Analyzing the Urine During BCG Instillation in Bladder Cancer Patients for Disease Followup

November 30, 2023 updated by: Shuxiong Zeng, Changhai Hospital

Analyzing the Urine Microbiome and Chromosomal Instability by Whole Genome Sequening in Bladder Cancer Patients During BCG Instillation for Disease Follow-up

Bacillus Calmette-Guerin (BCG) has been extensively utilized in intravesical instillation therapy for patients with medium to high risk non-muscle invasive bladder cancer (NMIBC) following transurethral resection of bladder tumor (TURBT). Nevertheless, the efficacy of BCG instillation can fluctuate between patients, with 40.5% experiencing disease recurrence during BCG therapy. The effectiveness of BCG instillation may be linked to the urinary microbiome and immune microenvironment. Additionally, small residual lesions post-TURBT could also result in bladder cancer recurrence. Low coverage whole genome sequencing (LC-WGS) can be used to detect the urinary microbiome and chromosomal instability (CIN), making it feasible to predict the recurrence or progression of bladder cancer during BCG instillation therapy. Here, we intend to evaluate the feasibility of detecting urine samples of bladder cancer patients receiving BCG instillation to predict the bladder cancer recurrence.

Study Overview

Status

Not yet recruiting

Conditions

Detailed Description

NMIBC at medium to high risk showcases a recurrence rate of 40.5% post-TURBT, thus necessitating frequent monitoring and bladder instillation. Among patients with medium to high-risk NMIBC, the preferred treatment is BCG. The high recurrence rate of this illness is associated with BCG's effectiveness and residual cancer, yet the full understanding of BCG installation's mechanism complicates the prediction of its efficacy among individuals with bladder cancer.

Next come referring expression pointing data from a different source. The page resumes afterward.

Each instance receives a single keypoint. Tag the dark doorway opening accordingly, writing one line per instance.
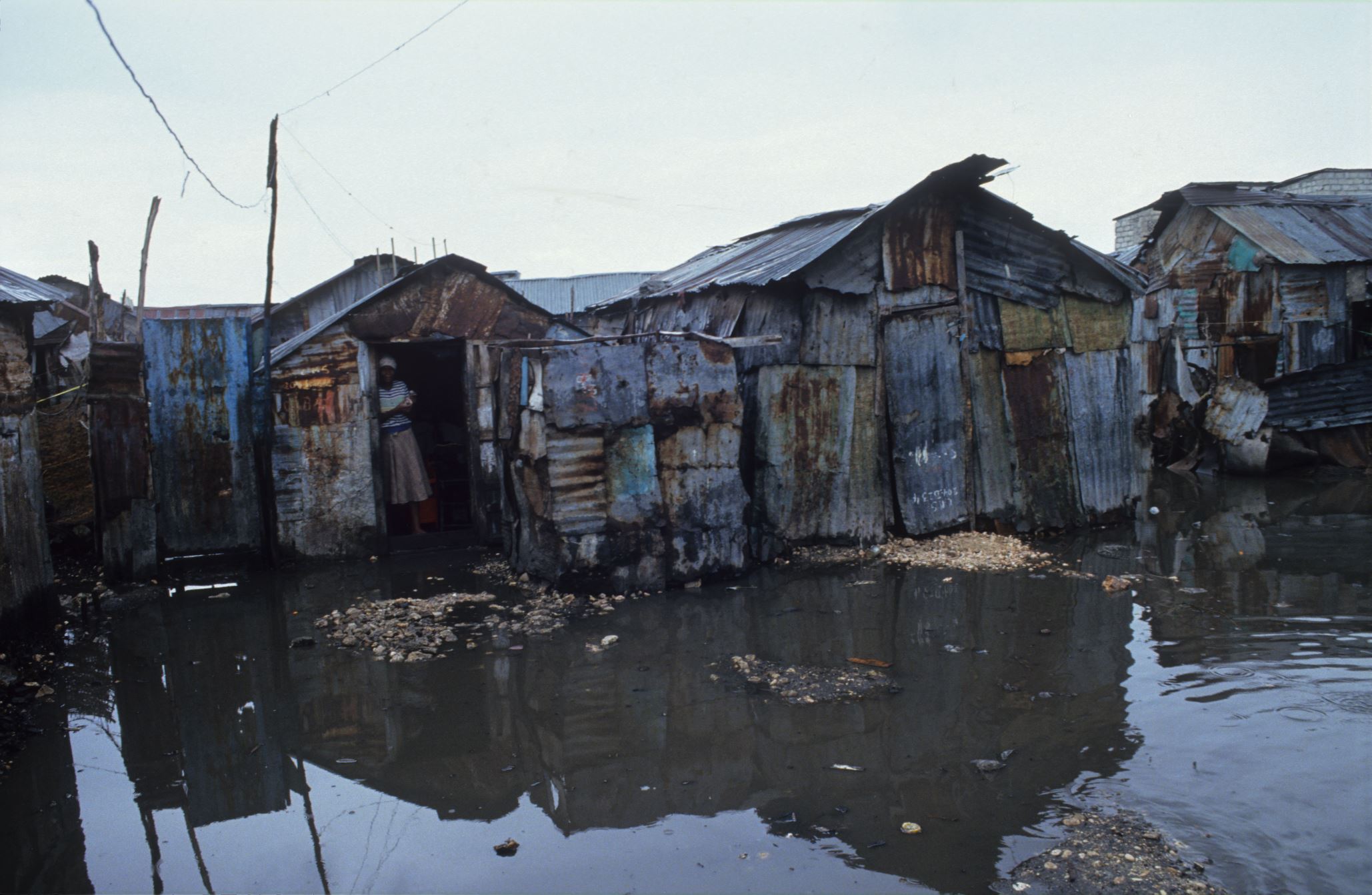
(435, 373)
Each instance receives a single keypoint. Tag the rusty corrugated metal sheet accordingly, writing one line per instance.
(1101, 413)
(918, 246)
(121, 461)
(1324, 398)
(1330, 232)
(1035, 395)
(201, 417)
(623, 462)
(777, 253)
(925, 401)
(25, 562)
(324, 443)
(18, 289)
(1237, 410)
(817, 455)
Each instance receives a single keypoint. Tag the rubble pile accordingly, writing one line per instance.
(807, 684)
(548, 612)
(403, 630)
(971, 551)
(1109, 853)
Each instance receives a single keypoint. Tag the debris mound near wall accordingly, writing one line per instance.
(806, 684)
(971, 551)
(403, 630)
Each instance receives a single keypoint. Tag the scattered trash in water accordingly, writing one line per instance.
(871, 662)
(809, 684)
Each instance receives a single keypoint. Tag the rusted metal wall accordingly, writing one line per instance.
(927, 402)
(323, 450)
(481, 379)
(121, 462)
(623, 462)
(818, 455)
(201, 417)
(25, 562)
(1036, 401)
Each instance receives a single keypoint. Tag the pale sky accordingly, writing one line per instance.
(578, 137)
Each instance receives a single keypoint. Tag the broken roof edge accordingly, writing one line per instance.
(971, 172)
(17, 288)
(451, 262)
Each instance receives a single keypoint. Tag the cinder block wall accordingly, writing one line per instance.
(1135, 228)
(1347, 183)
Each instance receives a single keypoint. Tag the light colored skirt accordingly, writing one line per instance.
(403, 468)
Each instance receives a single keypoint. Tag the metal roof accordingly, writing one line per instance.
(784, 250)
(442, 262)
(555, 294)
(1327, 397)
(758, 258)
(18, 289)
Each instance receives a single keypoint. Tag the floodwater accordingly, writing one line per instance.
(1233, 708)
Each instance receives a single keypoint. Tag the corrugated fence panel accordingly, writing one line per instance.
(199, 393)
(925, 403)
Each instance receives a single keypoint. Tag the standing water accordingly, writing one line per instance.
(1227, 698)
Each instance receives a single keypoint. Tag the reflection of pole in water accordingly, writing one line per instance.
(150, 832)
(195, 849)
(315, 832)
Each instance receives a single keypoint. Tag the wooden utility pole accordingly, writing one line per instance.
(143, 267)
(95, 313)
(267, 486)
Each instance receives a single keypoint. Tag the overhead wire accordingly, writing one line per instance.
(163, 118)
(317, 96)
(327, 228)
(365, 207)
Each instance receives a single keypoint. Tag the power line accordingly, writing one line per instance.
(290, 133)
(165, 124)
(379, 61)
(327, 229)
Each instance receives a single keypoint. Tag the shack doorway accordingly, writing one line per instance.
(434, 372)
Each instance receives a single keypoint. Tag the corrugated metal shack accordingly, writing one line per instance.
(25, 560)
(1247, 284)
(622, 460)
(324, 415)
(893, 323)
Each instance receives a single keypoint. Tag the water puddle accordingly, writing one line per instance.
(194, 750)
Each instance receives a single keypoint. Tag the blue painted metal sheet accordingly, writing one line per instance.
(199, 390)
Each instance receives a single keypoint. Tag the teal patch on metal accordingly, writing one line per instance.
(1242, 254)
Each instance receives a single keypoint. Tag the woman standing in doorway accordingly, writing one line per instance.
(401, 461)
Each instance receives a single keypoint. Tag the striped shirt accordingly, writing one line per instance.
(390, 398)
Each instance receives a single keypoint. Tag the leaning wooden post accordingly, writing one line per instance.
(267, 488)
(969, 345)
(143, 265)
(93, 310)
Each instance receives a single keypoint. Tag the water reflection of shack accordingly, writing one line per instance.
(1251, 551)
(893, 321)
(634, 735)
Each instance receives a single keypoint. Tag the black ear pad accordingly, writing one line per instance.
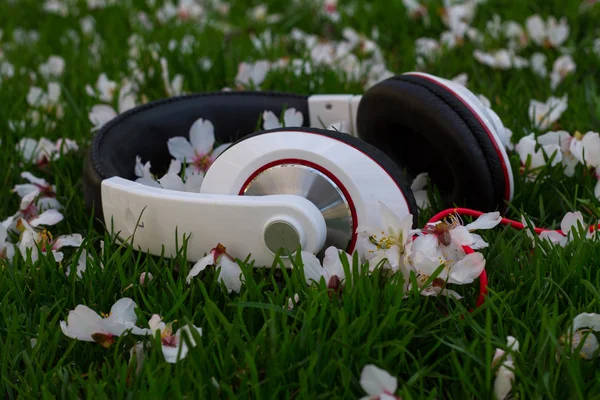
(385, 162)
(144, 131)
(424, 127)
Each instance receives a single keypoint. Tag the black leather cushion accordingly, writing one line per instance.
(374, 153)
(144, 131)
(424, 127)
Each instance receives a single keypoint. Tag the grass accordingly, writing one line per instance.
(252, 346)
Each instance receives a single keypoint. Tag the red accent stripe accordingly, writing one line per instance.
(325, 172)
(490, 134)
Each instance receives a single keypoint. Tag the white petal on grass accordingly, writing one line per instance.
(48, 217)
(485, 221)
(181, 149)
(376, 381)
(270, 121)
(230, 274)
(73, 240)
(200, 266)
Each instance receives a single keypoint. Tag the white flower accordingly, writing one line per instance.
(291, 118)
(145, 278)
(505, 375)
(293, 301)
(32, 239)
(566, 143)
(391, 241)
(538, 64)
(501, 59)
(105, 89)
(44, 150)
(377, 383)
(198, 152)
(419, 189)
(100, 114)
(462, 79)
(543, 115)
(587, 150)
(551, 33)
(457, 234)
(38, 186)
(174, 347)
(426, 49)
(526, 148)
(230, 270)
(171, 180)
(138, 354)
(332, 269)
(81, 265)
(172, 87)
(53, 67)
(30, 212)
(85, 324)
(48, 101)
(563, 66)
(584, 325)
(7, 250)
(415, 10)
(252, 74)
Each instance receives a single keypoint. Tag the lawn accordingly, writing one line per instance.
(277, 336)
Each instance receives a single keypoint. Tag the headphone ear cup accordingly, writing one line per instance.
(309, 162)
(425, 126)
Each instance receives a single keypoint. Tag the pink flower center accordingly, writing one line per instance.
(169, 341)
(30, 212)
(46, 190)
(202, 162)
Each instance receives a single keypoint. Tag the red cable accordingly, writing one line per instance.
(483, 281)
(473, 213)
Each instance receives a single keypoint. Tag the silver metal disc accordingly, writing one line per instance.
(313, 185)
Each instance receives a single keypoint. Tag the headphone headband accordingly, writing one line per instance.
(144, 130)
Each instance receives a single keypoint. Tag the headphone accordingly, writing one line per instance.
(273, 190)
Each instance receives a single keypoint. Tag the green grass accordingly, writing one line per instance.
(252, 346)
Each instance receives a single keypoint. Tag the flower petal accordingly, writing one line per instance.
(74, 240)
(172, 182)
(82, 323)
(100, 114)
(123, 311)
(48, 217)
(200, 265)
(174, 167)
(181, 149)
(376, 381)
(504, 380)
(270, 121)
(485, 221)
(230, 274)
(332, 263)
(313, 271)
(587, 320)
(202, 136)
(291, 118)
(193, 183)
(217, 152)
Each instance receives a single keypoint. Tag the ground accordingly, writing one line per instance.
(252, 345)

Previously, it was believed that the urinary system was sterile; however, recent high-throughput sequencing and enhanced quantitative urine culture have confirmed the presence of resident bacteria in the urine of healthy individuals. Microorganisms within the bladder have the potential to alter the immune microenvironment, consequently impacting the efficacy of BCG instillation.

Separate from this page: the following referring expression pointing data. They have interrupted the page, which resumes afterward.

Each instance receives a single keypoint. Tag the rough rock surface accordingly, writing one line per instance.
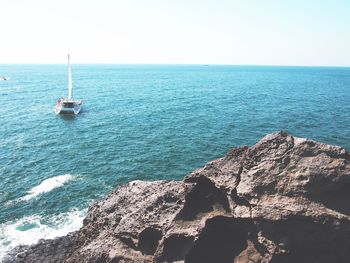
(285, 199)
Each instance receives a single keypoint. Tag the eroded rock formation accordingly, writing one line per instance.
(285, 199)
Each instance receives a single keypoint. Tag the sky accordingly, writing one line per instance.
(245, 32)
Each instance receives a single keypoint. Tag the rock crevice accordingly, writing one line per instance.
(284, 199)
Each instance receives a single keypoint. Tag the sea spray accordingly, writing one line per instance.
(47, 186)
(28, 230)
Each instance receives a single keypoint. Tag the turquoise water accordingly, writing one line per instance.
(143, 122)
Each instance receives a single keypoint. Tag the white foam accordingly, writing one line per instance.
(47, 186)
(28, 230)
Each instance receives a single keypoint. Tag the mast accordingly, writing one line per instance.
(70, 89)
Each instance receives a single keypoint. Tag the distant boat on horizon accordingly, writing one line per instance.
(68, 105)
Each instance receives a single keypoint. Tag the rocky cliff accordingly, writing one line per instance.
(285, 199)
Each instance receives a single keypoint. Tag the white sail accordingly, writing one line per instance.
(70, 89)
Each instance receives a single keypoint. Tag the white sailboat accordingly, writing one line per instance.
(68, 105)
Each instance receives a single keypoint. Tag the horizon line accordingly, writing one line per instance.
(184, 64)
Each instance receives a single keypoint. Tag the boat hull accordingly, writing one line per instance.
(61, 109)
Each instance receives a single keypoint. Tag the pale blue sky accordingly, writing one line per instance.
(258, 32)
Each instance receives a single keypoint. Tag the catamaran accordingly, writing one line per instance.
(68, 105)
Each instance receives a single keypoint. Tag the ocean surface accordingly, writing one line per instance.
(144, 122)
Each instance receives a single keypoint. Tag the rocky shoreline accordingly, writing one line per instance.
(285, 199)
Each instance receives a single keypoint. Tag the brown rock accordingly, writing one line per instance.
(285, 199)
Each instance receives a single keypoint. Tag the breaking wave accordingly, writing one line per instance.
(28, 230)
(47, 186)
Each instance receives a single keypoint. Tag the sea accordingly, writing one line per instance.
(142, 122)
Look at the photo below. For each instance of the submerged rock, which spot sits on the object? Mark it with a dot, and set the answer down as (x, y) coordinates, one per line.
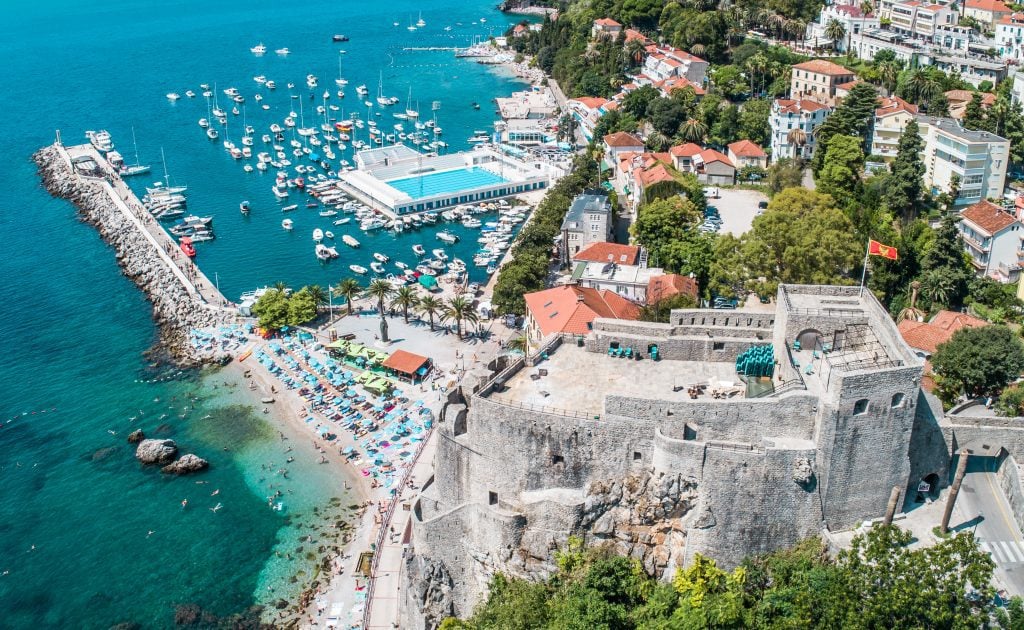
(157, 451)
(187, 464)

CIN denotes continuous errors in chromosome separation during cell division, encompassing numerical and structural instability. Loss of the Y chromosome (LOY) represents a specific type of CIN associated with cancer prognosis. CIN serves as a hallmark of malignancies and can be employed to indicate the presence of minimal residual disease (MRD) subsequent to TURBT. Analyzing LOY can better elucidate the disease's progression, and more exploration is necessary to comprehend the significance of detecting CIN for predicting tumor recurrence.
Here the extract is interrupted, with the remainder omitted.